Für die südlichen Grenzläufer, dem einzigen permanent besoldeten Heeresteil Arbons, der an der Grenze zu den feindseligen Anreanischen Landen seit vielen Jahren zuverlässig Wache hält, stellt die Garesch-Reiterei zur Unterstützung größere Abteilungen mit sehr gutem Ruf. Insbesondere die zusätzliche Besoldung durch den Grafen macht die kräftezehrende Dienstzeit dort keineswegs unbeliebt. Im Gegenteil: Auch der Baron nutzt gerne die Gelegenheit, landlose Ritter seiner Sippe für eine Weile bei den Grenzläufern unterzubringen, wo sie versorgt sind und ihn nichts kosten. Die zusätzliche Unterstützung durch die Garesch-Reiterei gehört ohnehin zu seinen Lehenspflichten gegenüber dem Grafen. Durch ein Rotationsprinzip kann er überdies sicher stellen, dass jeder Garesch-Reiter eine gewisse Zeit an der Grenze gedient hat, so dass seine gesamte Haustruppe gemeinsame Erfahrungen macht, die sie wenigstens in die Nähe eines Veteranenstatus rückt.

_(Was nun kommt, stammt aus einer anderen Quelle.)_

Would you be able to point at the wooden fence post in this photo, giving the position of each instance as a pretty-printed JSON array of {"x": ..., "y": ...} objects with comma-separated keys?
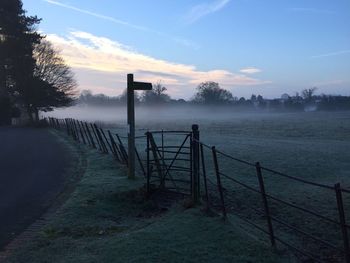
[
  {"x": 195, "y": 152},
  {"x": 217, "y": 172},
  {"x": 90, "y": 136},
  {"x": 148, "y": 165},
  {"x": 204, "y": 176},
  {"x": 342, "y": 221},
  {"x": 265, "y": 203}
]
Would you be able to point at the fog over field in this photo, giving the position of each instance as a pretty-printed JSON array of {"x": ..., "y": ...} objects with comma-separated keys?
[{"x": 314, "y": 145}]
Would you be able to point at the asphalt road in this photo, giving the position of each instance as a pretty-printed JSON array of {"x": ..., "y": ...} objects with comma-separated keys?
[{"x": 32, "y": 166}]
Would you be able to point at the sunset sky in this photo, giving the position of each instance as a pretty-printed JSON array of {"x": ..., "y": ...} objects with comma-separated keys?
[{"x": 266, "y": 47}]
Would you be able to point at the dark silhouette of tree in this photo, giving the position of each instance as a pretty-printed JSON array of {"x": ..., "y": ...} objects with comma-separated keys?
[
  {"x": 308, "y": 94},
  {"x": 157, "y": 95},
  {"x": 210, "y": 93},
  {"x": 53, "y": 83}
]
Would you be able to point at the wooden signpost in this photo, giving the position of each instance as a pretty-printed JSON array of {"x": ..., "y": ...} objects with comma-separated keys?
[{"x": 132, "y": 86}]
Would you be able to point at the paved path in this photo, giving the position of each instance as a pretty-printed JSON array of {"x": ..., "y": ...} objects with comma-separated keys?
[{"x": 32, "y": 165}]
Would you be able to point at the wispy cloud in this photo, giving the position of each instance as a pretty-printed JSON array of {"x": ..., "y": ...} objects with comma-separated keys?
[
  {"x": 336, "y": 53},
  {"x": 311, "y": 10},
  {"x": 204, "y": 9},
  {"x": 108, "y": 18},
  {"x": 180, "y": 40},
  {"x": 250, "y": 70},
  {"x": 85, "y": 52}
]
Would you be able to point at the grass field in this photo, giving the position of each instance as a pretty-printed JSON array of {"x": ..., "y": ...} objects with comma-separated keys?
[
  {"x": 107, "y": 219},
  {"x": 313, "y": 145}
]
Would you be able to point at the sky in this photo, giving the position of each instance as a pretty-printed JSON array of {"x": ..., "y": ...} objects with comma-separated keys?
[{"x": 266, "y": 47}]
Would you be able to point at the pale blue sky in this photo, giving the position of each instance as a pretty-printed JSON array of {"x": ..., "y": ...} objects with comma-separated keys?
[{"x": 248, "y": 46}]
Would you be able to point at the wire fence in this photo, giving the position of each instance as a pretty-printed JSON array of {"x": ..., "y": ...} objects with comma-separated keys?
[
  {"x": 304, "y": 222},
  {"x": 281, "y": 220}
]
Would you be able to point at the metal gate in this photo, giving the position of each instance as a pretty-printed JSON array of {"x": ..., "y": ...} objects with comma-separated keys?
[{"x": 170, "y": 161}]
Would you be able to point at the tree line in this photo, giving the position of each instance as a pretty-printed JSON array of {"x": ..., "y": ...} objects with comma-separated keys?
[
  {"x": 210, "y": 93},
  {"x": 33, "y": 76}
]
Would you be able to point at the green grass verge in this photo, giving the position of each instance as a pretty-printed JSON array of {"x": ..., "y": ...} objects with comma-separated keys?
[{"x": 107, "y": 219}]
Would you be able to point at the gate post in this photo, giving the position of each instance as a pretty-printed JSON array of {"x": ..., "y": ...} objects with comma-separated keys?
[{"x": 195, "y": 159}]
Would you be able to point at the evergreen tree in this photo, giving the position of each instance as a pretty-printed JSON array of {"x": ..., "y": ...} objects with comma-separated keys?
[{"x": 17, "y": 40}]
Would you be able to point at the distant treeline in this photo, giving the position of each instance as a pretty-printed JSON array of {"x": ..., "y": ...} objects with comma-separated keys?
[{"x": 210, "y": 93}]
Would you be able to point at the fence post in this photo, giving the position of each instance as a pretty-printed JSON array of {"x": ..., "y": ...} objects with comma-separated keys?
[
  {"x": 195, "y": 151},
  {"x": 148, "y": 165},
  {"x": 122, "y": 149},
  {"x": 342, "y": 221},
  {"x": 217, "y": 172},
  {"x": 97, "y": 140},
  {"x": 265, "y": 203},
  {"x": 204, "y": 176}
]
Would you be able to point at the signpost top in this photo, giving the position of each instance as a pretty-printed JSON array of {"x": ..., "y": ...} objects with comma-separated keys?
[{"x": 142, "y": 86}]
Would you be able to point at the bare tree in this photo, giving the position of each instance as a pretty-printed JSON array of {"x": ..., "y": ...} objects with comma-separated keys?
[
  {"x": 210, "y": 93},
  {"x": 53, "y": 83},
  {"x": 51, "y": 68},
  {"x": 307, "y": 94}
]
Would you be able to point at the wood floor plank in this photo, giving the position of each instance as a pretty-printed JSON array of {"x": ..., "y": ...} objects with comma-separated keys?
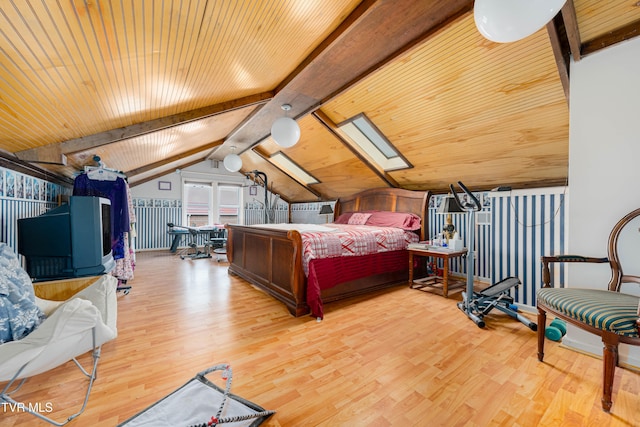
[{"x": 397, "y": 357}]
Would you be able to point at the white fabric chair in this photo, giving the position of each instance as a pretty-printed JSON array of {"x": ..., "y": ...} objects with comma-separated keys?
[{"x": 72, "y": 327}]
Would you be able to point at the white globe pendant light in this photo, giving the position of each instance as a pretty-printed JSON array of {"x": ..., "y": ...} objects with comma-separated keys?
[
  {"x": 505, "y": 21},
  {"x": 232, "y": 162},
  {"x": 285, "y": 131}
]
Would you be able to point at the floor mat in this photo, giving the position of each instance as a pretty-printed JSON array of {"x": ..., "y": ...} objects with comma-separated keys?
[{"x": 201, "y": 403}]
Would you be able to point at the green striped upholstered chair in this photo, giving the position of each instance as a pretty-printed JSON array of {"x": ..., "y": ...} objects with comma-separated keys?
[{"x": 612, "y": 315}]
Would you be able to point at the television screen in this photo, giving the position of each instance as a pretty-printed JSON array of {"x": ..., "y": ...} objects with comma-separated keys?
[{"x": 72, "y": 240}]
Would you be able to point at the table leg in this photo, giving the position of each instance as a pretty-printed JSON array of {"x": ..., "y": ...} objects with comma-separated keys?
[
  {"x": 175, "y": 243},
  {"x": 445, "y": 274},
  {"x": 410, "y": 269}
]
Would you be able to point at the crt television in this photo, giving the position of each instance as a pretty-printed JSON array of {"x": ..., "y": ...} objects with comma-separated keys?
[{"x": 72, "y": 240}]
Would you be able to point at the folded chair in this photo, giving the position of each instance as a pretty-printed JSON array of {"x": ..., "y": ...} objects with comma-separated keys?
[
  {"x": 75, "y": 324},
  {"x": 610, "y": 313}
]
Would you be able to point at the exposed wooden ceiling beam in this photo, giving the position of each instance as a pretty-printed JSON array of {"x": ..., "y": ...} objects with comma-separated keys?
[
  {"x": 162, "y": 173},
  {"x": 10, "y": 161},
  {"x": 371, "y": 36},
  {"x": 625, "y": 33},
  {"x": 571, "y": 28},
  {"x": 561, "y": 52},
  {"x": 157, "y": 165},
  {"x": 53, "y": 152}
]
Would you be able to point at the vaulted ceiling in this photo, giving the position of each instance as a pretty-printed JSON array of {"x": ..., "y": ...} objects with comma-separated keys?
[{"x": 153, "y": 86}]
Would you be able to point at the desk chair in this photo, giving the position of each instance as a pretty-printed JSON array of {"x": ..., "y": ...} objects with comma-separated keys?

Obwohl Status und Bezeichnung sie als "Reiter des Barons" ausweisen, sind sie taktisch nicht auf die Rolle der Reiterei festgelegt. Traditionell bringt die Steppe die besten Schützenreiter, das nördliche Längstal die besten Lanzenreiter und das Bergland die besten Fußkämpfer hervor. Ziel der Garesch-Reiterei ist es, gleichzeitig in all diesen Dingen am zweitbesten zu sein. Im Einzelnen mag man sich darüber streiten, ob sie dieses Ziel erreichen. Tatsächlich können sie aber bei ausreichender Ausrüstung und Gruppenstärke zuverlässig fünf verschiedene Rollen auf dem Schlachtfeld einnehmen:
- Als berittene Bogenschützen,
- als Lanzenreiter,
- als Bogenschützen zu Fuß,
- im Einzelkampf
- und im Formationskampf.
Sportlicher Wettkampf ist zwar auch bei ihnen ein beliebtes Ritual und herausragende Einzelleistungen werden geehrt und gefeiert, das gemeinsame Agieren wird jedoch ernster genommen, als persönlicher Heldenmut. Sie sind nicht niederschmetternd, sondern solide, nicht bekannt für heroische Tapferkeit, sondern für Disziplin.